La misma piel morena y radiante. Los mismos pómulos altos. Los mismos hoyuelos.
Sus hoyuelos.
Hoyuelos que sólo había compartido con una mujer.
La mujer que había desaparecido de su vida.
Hace seis años.
Su divorcio había sido abrupto, ruidoso y público. Darius se había dejado llevar por la emoción del éxito tras cerrar un importante acuerdo de inversión. Nia anhelaba paz: jardines, fines de semana tranquilos, una vida que no estuviera siempre acelerada. Discutían constantemente: por el tiempo, por el dinero, por el futuro que nunca pudieron construir. Sobre todo por los hijos que nunca tuvieron.

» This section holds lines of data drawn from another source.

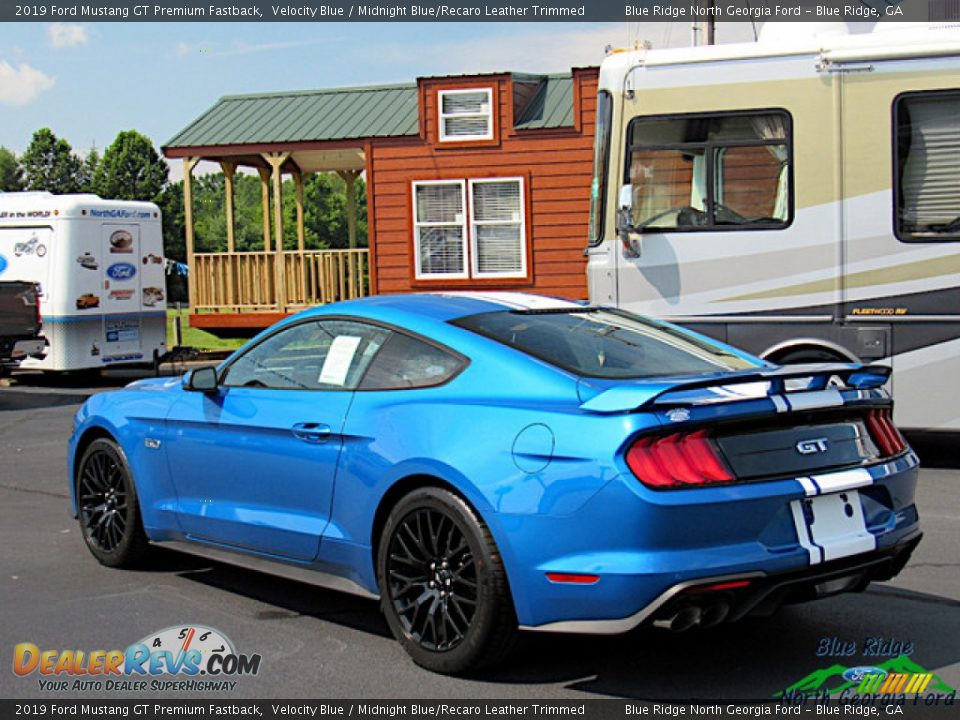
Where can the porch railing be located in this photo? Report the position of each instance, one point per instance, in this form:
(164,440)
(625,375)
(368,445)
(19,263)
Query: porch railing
(247,281)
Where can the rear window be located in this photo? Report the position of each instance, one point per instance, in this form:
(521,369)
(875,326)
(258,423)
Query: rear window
(604,343)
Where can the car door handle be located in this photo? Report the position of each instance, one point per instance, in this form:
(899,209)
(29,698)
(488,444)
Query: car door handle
(311,432)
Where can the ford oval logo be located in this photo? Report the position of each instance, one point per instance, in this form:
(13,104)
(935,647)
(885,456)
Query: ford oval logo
(858,673)
(121,271)
(814,445)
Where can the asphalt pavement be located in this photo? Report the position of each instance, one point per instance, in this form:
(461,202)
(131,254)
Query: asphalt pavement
(316,643)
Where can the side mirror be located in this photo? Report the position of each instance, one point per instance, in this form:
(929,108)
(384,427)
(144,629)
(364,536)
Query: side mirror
(200,380)
(630,239)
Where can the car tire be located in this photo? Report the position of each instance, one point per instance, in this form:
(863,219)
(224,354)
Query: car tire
(443,587)
(108,507)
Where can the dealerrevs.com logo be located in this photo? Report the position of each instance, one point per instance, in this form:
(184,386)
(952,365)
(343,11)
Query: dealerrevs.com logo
(177,658)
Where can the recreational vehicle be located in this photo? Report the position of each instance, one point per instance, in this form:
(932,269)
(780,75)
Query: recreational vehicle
(798,197)
(99,264)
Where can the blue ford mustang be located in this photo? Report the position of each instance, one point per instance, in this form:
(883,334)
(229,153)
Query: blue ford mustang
(488,462)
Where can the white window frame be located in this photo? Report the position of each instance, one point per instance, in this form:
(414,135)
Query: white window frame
(474,253)
(417,225)
(441,125)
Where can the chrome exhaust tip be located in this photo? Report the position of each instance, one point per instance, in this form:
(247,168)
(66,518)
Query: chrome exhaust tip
(681,620)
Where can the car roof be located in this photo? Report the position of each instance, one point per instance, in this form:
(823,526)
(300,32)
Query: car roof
(444,306)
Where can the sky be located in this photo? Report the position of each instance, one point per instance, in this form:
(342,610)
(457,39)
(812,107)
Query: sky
(88,81)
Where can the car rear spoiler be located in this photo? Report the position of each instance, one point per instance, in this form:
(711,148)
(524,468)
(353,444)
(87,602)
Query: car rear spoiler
(812,385)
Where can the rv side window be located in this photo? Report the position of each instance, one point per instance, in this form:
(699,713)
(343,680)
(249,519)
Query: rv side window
(926,166)
(710,172)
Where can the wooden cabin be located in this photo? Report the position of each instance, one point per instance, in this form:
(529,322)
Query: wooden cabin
(473,182)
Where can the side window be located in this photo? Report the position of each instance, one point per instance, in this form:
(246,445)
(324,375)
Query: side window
(405,362)
(926,166)
(710,172)
(315,355)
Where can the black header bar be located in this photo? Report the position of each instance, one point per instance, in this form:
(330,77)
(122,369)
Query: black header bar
(473,11)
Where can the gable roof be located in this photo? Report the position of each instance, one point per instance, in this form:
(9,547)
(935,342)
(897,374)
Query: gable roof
(332,114)
(354,113)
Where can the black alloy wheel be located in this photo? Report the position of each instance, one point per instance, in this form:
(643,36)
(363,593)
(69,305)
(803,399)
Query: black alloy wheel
(109,511)
(444,589)
(433,579)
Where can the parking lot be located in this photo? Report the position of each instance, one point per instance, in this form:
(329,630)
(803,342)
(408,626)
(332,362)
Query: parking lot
(317,643)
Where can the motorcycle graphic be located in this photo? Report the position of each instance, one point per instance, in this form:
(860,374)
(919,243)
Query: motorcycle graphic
(30,247)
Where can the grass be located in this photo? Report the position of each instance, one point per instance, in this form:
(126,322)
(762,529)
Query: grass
(199,339)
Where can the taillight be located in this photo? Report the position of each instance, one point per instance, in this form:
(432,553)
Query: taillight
(678,460)
(884,433)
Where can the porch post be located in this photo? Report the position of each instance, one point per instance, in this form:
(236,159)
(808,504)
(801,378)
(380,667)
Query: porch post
(350,178)
(298,183)
(188,165)
(229,169)
(276,161)
(265,204)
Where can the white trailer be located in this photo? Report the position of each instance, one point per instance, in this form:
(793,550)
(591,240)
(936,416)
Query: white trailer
(100,267)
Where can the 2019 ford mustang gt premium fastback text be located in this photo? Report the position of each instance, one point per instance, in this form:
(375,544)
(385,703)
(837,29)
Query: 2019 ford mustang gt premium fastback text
(484,463)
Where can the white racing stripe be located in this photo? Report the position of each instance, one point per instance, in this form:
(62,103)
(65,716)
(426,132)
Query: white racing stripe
(843,480)
(803,532)
(517,301)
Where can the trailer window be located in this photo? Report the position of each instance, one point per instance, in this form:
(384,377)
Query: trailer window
(710,172)
(927,166)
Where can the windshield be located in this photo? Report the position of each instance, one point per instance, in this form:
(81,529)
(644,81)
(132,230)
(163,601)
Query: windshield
(604,343)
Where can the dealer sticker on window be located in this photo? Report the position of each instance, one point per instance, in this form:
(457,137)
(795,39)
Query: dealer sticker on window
(338,360)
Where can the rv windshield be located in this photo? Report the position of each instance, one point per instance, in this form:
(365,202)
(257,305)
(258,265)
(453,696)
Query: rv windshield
(604,343)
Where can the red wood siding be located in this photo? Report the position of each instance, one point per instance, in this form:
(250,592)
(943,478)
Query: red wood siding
(556,166)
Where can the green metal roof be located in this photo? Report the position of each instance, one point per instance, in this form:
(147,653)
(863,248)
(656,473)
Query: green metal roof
(334,114)
(350,113)
(551,106)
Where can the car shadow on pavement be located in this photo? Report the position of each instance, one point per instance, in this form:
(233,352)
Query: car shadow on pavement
(287,598)
(752,659)
(936,450)
(11,399)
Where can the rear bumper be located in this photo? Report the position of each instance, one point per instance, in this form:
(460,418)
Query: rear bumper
(646,547)
(759,595)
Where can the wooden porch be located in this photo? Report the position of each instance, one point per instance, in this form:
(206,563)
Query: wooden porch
(243,290)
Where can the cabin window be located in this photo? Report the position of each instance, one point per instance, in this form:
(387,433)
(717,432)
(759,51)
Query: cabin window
(440,228)
(927,166)
(465,115)
(470,229)
(710,172)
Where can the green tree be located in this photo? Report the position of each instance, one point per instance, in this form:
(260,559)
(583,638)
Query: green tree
(88,171)
(324,212)
(49,164)
(131,169)
(11,176)
(170,202)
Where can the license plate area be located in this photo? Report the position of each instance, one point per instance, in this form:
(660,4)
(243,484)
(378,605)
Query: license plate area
(832,526)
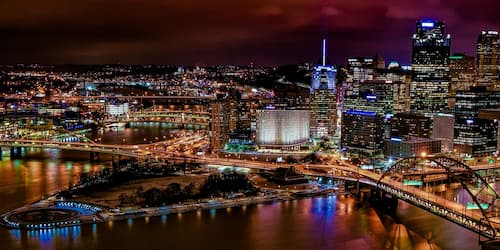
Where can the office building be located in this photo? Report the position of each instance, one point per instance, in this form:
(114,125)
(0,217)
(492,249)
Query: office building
(462,75)
(430,65)
(362,132)
(472,135)
(283,129)
(488,49)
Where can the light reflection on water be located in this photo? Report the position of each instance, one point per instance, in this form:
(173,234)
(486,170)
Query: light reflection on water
(332,222)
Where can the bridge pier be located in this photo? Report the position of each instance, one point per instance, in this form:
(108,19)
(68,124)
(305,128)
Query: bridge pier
(94,157)
(15,153)
(380,198)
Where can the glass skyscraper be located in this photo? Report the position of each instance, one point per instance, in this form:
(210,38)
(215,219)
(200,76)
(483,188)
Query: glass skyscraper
(324,100)
(430,65)
(475,136)
(488,48)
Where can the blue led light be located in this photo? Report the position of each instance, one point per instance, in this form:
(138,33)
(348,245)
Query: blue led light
(428,24)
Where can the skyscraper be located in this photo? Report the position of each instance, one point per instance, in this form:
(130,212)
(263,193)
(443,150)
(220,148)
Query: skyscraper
(488,49)
(462,75)
(324,100)
(473,135)
(431,73)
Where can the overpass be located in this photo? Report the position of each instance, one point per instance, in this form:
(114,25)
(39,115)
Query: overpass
(479,212)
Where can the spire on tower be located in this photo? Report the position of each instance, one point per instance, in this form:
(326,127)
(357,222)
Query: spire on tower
(324,52)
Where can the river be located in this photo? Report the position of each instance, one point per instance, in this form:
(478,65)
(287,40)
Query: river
(331,222)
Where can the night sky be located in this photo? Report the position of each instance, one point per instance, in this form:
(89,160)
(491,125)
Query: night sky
(204,32)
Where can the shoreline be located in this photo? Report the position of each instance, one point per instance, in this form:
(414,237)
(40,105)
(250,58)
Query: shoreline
(100,214)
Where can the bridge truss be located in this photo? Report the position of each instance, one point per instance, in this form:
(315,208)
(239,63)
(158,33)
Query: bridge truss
(481,193)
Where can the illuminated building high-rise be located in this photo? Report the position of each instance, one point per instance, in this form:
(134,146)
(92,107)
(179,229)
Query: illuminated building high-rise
(362,132)
(473,135)
(462,75)
(430,65)
(282,129)
(324,100)
(488,49)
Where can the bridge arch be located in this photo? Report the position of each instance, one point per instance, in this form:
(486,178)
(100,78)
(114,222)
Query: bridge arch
(460,172)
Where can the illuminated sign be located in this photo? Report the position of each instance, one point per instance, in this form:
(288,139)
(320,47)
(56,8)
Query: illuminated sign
(358,112)
(472,205)
(427,24)
(412,183)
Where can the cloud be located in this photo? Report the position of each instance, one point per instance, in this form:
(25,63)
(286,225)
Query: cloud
(225,31)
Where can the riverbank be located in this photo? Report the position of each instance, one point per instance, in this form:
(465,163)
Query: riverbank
(104,206)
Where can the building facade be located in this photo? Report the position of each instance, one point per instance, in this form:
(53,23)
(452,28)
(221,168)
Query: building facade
(488,49)
(472,135)
(362,132)
(282,129)
(430,65)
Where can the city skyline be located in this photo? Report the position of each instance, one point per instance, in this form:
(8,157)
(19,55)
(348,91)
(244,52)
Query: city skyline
(196,33)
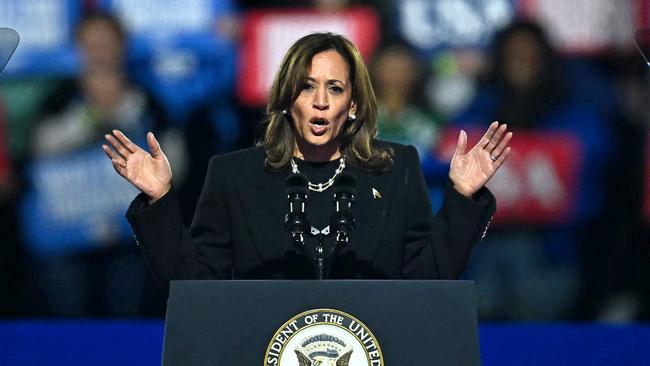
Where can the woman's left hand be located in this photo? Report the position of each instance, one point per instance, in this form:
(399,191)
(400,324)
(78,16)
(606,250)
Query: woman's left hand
(470,171)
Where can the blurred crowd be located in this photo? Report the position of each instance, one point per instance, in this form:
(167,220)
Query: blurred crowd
(569,241)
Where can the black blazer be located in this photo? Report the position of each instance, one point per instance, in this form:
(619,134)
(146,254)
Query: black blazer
(238,227)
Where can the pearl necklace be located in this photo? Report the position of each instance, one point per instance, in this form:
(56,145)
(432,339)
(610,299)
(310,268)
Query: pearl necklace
(320,187)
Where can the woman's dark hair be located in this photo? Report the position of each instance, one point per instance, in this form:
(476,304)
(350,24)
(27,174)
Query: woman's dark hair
(527,108)
(101,16)
(357,136)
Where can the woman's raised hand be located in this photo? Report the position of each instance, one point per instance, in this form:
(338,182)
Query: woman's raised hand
(470,171)
(150,173)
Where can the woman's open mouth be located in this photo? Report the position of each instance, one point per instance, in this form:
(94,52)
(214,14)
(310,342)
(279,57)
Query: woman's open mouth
(318,126)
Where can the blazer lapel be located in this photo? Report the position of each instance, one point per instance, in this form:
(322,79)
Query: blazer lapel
(264,205)
(371,207)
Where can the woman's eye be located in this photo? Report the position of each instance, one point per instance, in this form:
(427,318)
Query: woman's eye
(336,89)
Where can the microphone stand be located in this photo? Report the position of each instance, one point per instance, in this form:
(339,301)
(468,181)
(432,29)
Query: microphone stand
(321,257)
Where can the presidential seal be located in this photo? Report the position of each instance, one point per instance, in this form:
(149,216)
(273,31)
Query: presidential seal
(323,337)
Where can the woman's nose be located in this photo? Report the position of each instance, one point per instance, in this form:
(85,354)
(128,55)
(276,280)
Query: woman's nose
(321,101)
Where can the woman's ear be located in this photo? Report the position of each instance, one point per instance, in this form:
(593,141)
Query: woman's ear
(352,113)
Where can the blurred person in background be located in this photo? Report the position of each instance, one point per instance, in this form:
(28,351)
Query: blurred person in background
(84,264)
(402,115)
(535,271)
(11,268)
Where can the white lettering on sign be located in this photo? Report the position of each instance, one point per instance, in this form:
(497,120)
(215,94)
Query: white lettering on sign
(82,190)
(579,25)
(431,24)
(41,24)
(158,18)
(283,31)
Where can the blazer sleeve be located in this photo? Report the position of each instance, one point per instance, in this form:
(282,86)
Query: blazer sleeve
(174,252)
(439,246)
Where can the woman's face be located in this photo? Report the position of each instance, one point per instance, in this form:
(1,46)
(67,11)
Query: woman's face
(322,108)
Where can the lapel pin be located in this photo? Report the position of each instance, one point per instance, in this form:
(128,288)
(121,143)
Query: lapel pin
(375,193)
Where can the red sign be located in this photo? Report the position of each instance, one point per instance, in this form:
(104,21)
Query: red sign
(539,182)
(268,34)
(577,26)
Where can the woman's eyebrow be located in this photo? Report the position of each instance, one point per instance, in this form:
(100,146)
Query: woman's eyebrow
(329,81)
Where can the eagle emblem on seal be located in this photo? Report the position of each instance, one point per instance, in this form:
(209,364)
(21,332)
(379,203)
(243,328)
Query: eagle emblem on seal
(323,350)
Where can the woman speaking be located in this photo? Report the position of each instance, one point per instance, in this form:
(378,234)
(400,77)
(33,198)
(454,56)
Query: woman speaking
(321,123)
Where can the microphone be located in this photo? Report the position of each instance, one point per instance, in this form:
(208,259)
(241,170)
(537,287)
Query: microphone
(295,221)
(342,222)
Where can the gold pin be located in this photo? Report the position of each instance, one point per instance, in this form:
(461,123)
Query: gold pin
(375,193)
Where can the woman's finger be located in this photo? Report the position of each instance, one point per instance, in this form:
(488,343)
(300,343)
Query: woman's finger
(496,137)
(115,157)
(488,135)
(118,146)
(502,158)
(154,145)
(461,145)
(130,146)
(496,152)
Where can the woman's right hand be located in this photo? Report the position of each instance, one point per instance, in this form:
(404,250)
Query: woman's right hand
(150,173)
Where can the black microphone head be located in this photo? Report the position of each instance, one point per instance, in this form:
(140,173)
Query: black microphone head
(296,184)
(345,183)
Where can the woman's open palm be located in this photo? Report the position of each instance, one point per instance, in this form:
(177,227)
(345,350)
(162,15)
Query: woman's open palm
(469,171)
(149,172)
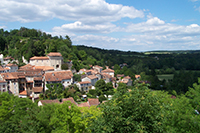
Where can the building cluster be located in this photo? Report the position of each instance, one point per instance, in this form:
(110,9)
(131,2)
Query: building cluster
(31,80)
(91,76)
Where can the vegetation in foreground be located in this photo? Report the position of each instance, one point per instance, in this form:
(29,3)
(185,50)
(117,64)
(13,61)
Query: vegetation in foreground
(137,110)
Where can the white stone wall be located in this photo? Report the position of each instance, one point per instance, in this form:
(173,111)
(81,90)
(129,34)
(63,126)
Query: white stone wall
(14,87)
(66,82)
(40,62)
(56,61)
(3,86)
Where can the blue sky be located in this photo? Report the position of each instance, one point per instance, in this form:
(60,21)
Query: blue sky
(135,25)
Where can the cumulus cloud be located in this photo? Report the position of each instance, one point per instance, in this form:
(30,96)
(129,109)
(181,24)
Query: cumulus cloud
(87,11)
(153,34)
(79,27)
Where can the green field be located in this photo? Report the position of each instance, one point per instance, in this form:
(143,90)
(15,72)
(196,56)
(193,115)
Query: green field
(165,76)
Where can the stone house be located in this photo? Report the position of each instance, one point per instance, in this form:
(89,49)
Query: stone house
(91,78)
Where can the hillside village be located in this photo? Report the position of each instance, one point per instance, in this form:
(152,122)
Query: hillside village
(31,80)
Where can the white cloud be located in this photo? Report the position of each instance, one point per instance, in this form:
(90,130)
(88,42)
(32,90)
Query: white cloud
(154,34)
(87,11)
(79,27)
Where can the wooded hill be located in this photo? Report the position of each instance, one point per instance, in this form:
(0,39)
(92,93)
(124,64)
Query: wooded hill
(184,65)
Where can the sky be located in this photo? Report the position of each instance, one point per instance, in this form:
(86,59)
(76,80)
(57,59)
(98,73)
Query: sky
(128,25)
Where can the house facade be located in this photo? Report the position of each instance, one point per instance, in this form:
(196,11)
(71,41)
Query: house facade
(84,86)
(91,78)
(53,59)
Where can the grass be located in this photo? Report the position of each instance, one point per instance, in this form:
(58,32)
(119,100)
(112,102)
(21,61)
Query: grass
(165,76)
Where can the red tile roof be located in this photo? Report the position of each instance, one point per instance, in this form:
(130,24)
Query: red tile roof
(137,76)
(98,67)
(28,66)
(8,58)
(127,77)
(37,89)
(1,81)
(58,75)
(49,101)
(1,68)
(10,64)
(120,75)
(92,77)
(54,54)
(85,82)
(37,78)
(23,93)
(71,99)
(39,58)
(44,68)
(93,101)
(13,75)
(85,104)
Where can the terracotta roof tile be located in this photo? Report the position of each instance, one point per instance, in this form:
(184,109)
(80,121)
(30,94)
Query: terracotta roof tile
(49,101)
(44,68)
(93,101)
(37,89)
(54,54)
(137,76)
(13,75)
(1,68)
(127,77)
(92,77)
(108,70)
(39,58)
(23,93)
(8,58)
(98,67)
(10,64)
(71,99)
(58,75)
(37,78)
(85,104)
(85,82)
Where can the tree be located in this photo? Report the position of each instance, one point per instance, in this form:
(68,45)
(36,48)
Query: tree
(137,111)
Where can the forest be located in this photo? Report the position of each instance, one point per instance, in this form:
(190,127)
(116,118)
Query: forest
(138,110)
(165,105)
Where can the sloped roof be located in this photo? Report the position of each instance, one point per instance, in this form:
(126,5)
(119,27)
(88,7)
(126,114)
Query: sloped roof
(1,68)
(23,93)
(92,77)
(105,75)
(54,54)
(8,58)
(93,101)
(37,89)
(58,75)
(85,82)
(127,77)
(10,64)
(96,66)
(120,75)
(28,66)
(44,68)
(39,58)
(85,104)
(108,70)
(37,78)
(13,75)
(71,99)
(49,101)
(137,76)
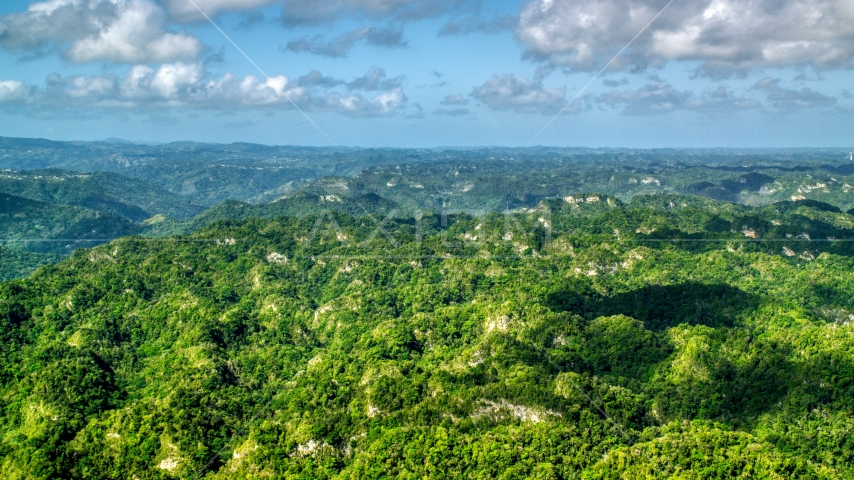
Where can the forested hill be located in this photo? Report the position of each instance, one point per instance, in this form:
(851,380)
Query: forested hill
(584,338)
(39,227)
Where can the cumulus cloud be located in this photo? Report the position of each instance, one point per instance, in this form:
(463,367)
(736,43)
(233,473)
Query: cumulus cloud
(725,35)
(452,112)
(187,86)
(454,100)
(476,24)
(659,97)
(514,93)
(783,100)
(124,31)
(375,80)
(339,47)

Las últimas palabras que le había dicho resonaban incluso ahora:
«No me ves, Darius. Solo ves lo que quieres construir.»
Luego ella se fue.
Sin reenvío de llamadas. Sin llamadas. Solo silencio.
Y la dejó ir.
Ahora
Dentro del café, los niños estaban ocupados escribiendo en servilletas con crayones. Nia se inclinó sobre la pequeña —su hija— y con cuidado le colocó un crayón detrás de la oreja. Darius sintió una punzada en el pecho. La niña era la viva imagen de Nia a esa edad. Lo sabía, porque una vez había atesorado cada foto, cada recuerdo, cada palabra que ella había compartido.
Entró. Una pequeña campana sobre la puerta sonó suavemente.
En el instante en que Nia lo vio, el color desapareció de su rostro.
—Darius —susurró.
Su voz lo golpeó como una ola. Los niños dejaron de dibujar. La niña entrecerró los ojos: desconfiada, protectora, valiente. El mayor ladeó la cabeza, como si intentara identificar el rostro que se parecía al suyo.
—No esperaba verte aquí —dijo Nia poniéndose de pie.
—No esperaba encontrar esto —respondió Darius—. Trillizos. Y… tú.
Ella no parpadeó.
“No los estaba escondiendo”.
—¿No? —Se le quebró la voz—. ¿Y entonces cómo se llama desaparecer seis años con mis hijos?
El café quedó en silencio a su alrededor. Nia lo condujo hacia una mesa auxiliar, con una mirada feroz pero serena.